While individual waves move forward — often at a locomotive speed, as in the case of a tsunami — the water molecules in them are actually stationery (more accurately, they move up and down, but end up in the same place).
Is the stock market the same way?
To a casual observer, individual stocks and even broader indices appear to make dramatic, up-and-down moves, but the overall, long-term effect is . . . nil.
So, after all the tumult of the last decade-plus, the Dow Jones Industrial Average is essentially back where it started (around 12,500).
Implications
What does that mean for individual investors, and the markets broadly?

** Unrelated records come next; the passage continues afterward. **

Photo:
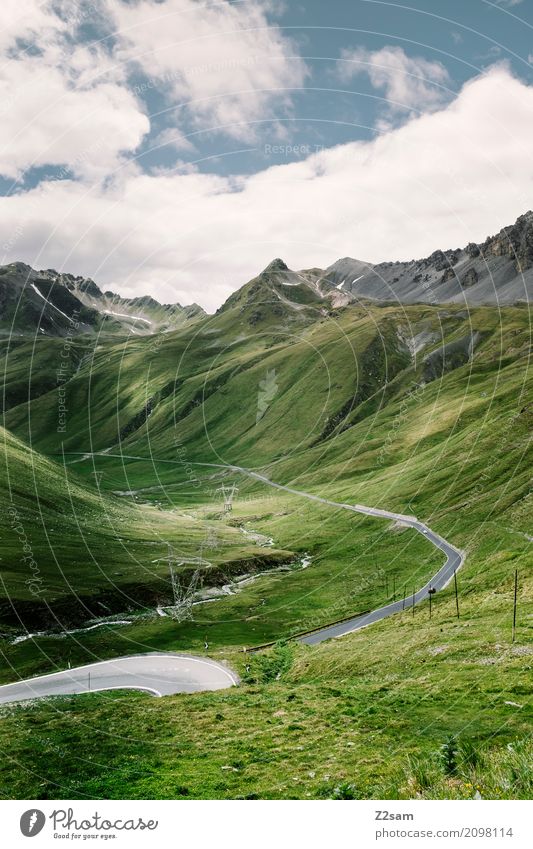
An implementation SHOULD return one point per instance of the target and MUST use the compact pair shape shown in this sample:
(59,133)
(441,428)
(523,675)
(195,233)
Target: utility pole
(514,605)
(228,494)
(431,593)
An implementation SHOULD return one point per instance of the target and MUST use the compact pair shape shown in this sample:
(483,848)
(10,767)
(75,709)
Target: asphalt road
(156,673)
(454,557)
(454,560)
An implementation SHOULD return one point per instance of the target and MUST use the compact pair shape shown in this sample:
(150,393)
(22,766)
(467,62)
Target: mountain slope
(52,304)
(498,271)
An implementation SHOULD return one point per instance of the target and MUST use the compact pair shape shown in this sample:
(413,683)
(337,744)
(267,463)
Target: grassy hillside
(70,552)
(422,410)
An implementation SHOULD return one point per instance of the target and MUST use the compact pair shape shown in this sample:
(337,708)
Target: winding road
(164,674)
(454,560)
(161,674)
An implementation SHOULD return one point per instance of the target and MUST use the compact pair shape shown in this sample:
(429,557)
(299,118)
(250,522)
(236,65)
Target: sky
(175,147)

I see two main consequences.
One. Emphasis on dividends.
Even if the stocks you hold make a round-trip, if they’ve paid a healthy dividend in the meantime, you’re ahead.
So, stocks like Johnson & Johnson, Philip Morris, etc. become obvious choices (perhaps a little too obvious: they’ve already had big runs).
Two. The demise of “buy-and-hold” as a strategy.
Generations of investors — myself included — have been raised on the notion that, while individual stock-picking is folly, holding a diversified portfolio of stocks long-term puts the odds decidedly in your favor.
If that assumption is now shown to be flawed . . . trillions of long-term capital now committed to equities may decide to look for better returns elsewhere.